2026.03.02 【コンデンサー特集】ニチコン AIサーバー向け長L形アルミ電解コンデンサー開発

長L形アルミ電解コンデンサー

 ニチコンは、AI(人工知能)サーバーの電源向けに、高性能化のニーズに応える450~500V対応の長L形アルミ電解コンデンサーを開発した。長さが最大100mmの高容量・大電流に対応する。

 AIサーバー電源の消費電力量増加に伴い、同コンデンサーの員数も増加傾向。従来1台に1個だった搭載数は、現在では十数個に増加。GPU(画像処理半導体)の負荷変動に伴う瞬間的な電流変動も激しい。電源回路には電力の安定供給が欠かせず、電源ラインを平滑化する電源入力用コンデンサーの性能がサーバー全体の運用を左右する。

 新製品は、AIサーバーラックに交流240V程度で入力された電力を直流に変換する電源回路に、横向きに実装。AIサーバー用電源は厚みに制約があるため、直径を大きくせずに長さを伸ばすことで、静電容量を確保した。

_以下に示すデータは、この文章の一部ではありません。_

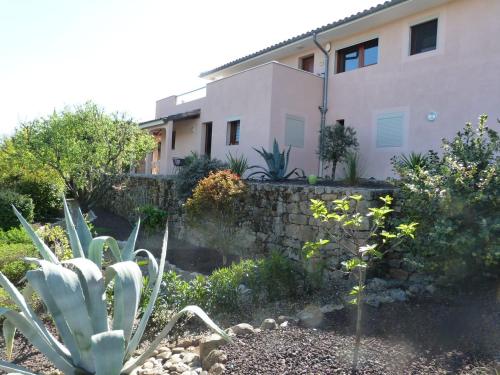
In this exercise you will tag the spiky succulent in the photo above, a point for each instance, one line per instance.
(277, 164)
(74, 291)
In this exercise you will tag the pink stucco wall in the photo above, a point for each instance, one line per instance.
(459, 80)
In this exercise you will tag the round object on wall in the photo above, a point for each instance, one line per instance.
(432, 116)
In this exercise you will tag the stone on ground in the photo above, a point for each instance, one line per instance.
(242, 329)
(209, 343)
(268, 324)
(311, 316)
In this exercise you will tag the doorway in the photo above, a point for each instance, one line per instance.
(208, 139)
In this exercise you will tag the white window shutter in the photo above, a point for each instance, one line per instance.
(294, 131)
(390, 130)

 特徴は、限られた製品寸法に高容量を収容するため、高倍率の新陽極はくを採用した点だ。新陽極箔は高倍率化の一方で機械強度が低いという課題があるため、複数の生産技術を改良。薄く強度の低い陽極箔を製品幅に裁断するスリット技術、アルミリード板を冷間圧接する加締技術を改善。直径×長さが同一の素子外形寸法の中で陽極箔を最大限収納するため、薄手セパレーターや陰極箔など低強度部材を扱う巻回技術も改めた。

 長L形に特有の課題である電解液の均一浸透を実現するため、新たな含浸技術も適用。複数の生産技術の高度化で、同一サイズの従来品に比べ20%以上の高容量化を達成。業界トップクラスの性能を実現した。

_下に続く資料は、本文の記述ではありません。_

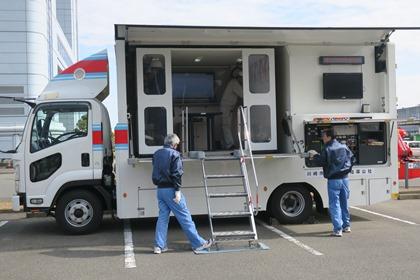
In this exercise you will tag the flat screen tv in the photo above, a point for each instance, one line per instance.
(343, 85)
(193, 86)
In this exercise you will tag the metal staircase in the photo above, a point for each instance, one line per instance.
(241, 156)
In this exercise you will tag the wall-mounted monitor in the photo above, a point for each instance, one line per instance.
(193, 86)
(343, 85)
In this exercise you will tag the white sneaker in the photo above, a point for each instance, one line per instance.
(158, 250)
(337, 233)
(204, 246)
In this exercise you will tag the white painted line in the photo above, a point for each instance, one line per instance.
(291, 239)
(129, 258)
(383, 215)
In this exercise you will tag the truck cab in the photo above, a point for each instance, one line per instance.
(64, 163)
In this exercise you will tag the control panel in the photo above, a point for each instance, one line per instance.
(367, 141)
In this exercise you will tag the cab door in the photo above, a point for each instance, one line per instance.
(154, 100)
(260, 97)
(59, 149)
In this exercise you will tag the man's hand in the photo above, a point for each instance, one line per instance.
(312, 153)
(177, 197)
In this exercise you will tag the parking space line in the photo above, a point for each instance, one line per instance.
(291, 239)
(383, 215)
(129, 257)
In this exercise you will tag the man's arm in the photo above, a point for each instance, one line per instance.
(321, 159)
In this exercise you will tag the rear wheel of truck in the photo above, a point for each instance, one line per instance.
(291, 204)
(79, 212)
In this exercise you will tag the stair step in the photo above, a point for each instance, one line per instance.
(221, 158)
(235, 233)
(222, 176)
(230, 214)
(233, 194)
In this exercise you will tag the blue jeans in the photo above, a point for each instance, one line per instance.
(165, 198)
(338, 195)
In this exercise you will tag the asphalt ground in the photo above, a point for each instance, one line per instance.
(379, 247)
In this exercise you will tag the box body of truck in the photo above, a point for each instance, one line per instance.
(294, 79)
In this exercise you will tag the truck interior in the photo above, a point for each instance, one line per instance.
(180, 86)
(199, 80)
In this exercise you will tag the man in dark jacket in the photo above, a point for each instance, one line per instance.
(336, 160)
(167, 173)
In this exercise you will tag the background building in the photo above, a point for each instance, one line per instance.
(38, 39)
(410, 120)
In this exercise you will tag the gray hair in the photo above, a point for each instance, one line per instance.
(171, 140)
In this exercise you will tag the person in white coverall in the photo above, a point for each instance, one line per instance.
(231, 94)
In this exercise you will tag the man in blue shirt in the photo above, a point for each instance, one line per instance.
(337, 161)
(167, 174)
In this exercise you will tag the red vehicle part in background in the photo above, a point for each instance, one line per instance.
(405, 156)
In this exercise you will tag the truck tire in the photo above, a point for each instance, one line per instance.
(291, 204)
(79, 212)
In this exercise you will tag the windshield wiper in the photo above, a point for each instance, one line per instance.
(23, 100)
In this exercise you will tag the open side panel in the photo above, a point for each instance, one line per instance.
(154, 93)
(260, 97)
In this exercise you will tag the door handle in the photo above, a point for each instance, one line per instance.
(85, 159)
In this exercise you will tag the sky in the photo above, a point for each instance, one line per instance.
(96, 19)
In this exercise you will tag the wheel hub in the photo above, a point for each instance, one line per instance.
(79, 212)
(292, 203)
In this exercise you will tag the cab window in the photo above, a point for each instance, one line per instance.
(54, 124)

 高性能AIサーバー用電源は、多数のGPUが演算負荷に応じて瞬時に大電流を流すためにコンデンサーの充放電時の電圧変動が大きくなる傾向だ。今後もAIサーバーの消費電力は増加が見込まれる。長L品の生産能力増強と自動化を進め、2028年ごろまで続くとされる需要拡大を着実に捉える。